Subcuticular stitches are a good choice for patients who are prone to keloid formation. However, avoid the use of absorbable suture in such patients; it may provoke more tissue reaction than nylon or polypropylene.
If non-absorbable suture is used, make sure that both ends exit the skin, and stitch so that the suture surfaces every 3 cm (this allows it to be easily cut into segments and thus facilitates removal). When absorbable suture is used, the entire closure may remain buried.
Always consider your own safety and comfort when you close lacerations. Use proper lighting and positioning: elevate the bed or examination table until the wound is at about the level of your elbow. Use protective goggles when injecting anesthesia. Avoid grabbing the needle with your hand; use a needle driver and regular-tip forceps to handle the needle instead. You can actually complete the entire repair without ever touching the needle with your hand (Figures 7, 8, and 9).
AFTERCARE, FOLLOW-UP, AND SUTURE REMOVAL
Once the repair is finished, I have the patient put light pressure on the wound with 1 finger for 10 minutes. This minimizes the amount of blood that oozes from the wound (oozing blood can slow healing by separating wound edges). The pressure also minimizes seepage of blood through the needle holes, which can later make suture removal more painful. In addition, a clean outer appearance looks better and may increase patient satisfaction.
After 10 minutes of light pressure, place a sterile dressing, along with a splint to prevent added wound tension when appropriate. Instruct the patient to keep the wound clean and dry (except for antibiotic ointment) for the first 48 hours to allow adequate time for an epithelial layer to form. After that, the patient may shower, and antibiotic ointment is no longer recommended for most wounds.
Wounds are usually checked within 48 hours. In high-risk wounds, a 48-hour check is obligatory.

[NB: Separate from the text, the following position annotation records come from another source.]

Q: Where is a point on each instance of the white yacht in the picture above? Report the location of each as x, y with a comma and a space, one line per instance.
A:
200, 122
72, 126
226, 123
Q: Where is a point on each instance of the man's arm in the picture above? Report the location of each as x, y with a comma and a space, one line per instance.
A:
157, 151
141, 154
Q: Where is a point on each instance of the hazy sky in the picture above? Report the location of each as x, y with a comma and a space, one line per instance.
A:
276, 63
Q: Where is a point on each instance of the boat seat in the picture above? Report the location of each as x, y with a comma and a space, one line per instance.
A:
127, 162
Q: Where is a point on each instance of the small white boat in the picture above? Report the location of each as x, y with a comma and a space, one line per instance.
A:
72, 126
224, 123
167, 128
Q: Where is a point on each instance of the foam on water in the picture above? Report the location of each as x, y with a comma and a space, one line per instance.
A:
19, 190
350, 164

Suture removal. The appropriate timing of suture removal depends on the location and depth of the wound, wound tension, patient age, and comorbidities. I find the following breakdown of time to suture removal useful (with allowances made for special considerations):
- After 4 to 5 days: facial wounds.
- After 15 days: extremity lacerations, wounds with tension.
- After 10 days: all other wounds.
Consider leaving sutures in for additional time in patients in whom healing may be delayed, such as elderly persons, those with compromised immune systems, and smokers. Leaving stitches in a few extra days prevents wound dehiscence from early removal, and except in facial lacerations—in which a delay in suture removal could cause "cross-track" scarring from the sutures—it has few disadvantages.
Minimizing scarring. Patients frequently ask whether they will have a scar. The appropriate answer is that all lacerations leave some form of scar, but that scarring can be minimized by appropriate sun protection. Initially, this may involve bandages and hats or clothing. Once the wound is healed, counsel patients to use sunscreen daily for at least 6 months and preferably up to a year. Advise patients in whose wounds the tension was initially great enough to hold the edges more than 5 mm apart that with time their scar is likely to widen. Also, warn patients with lacerations from blunt trauma or crush mechanisms that they have a higher risk of noticeable scarring.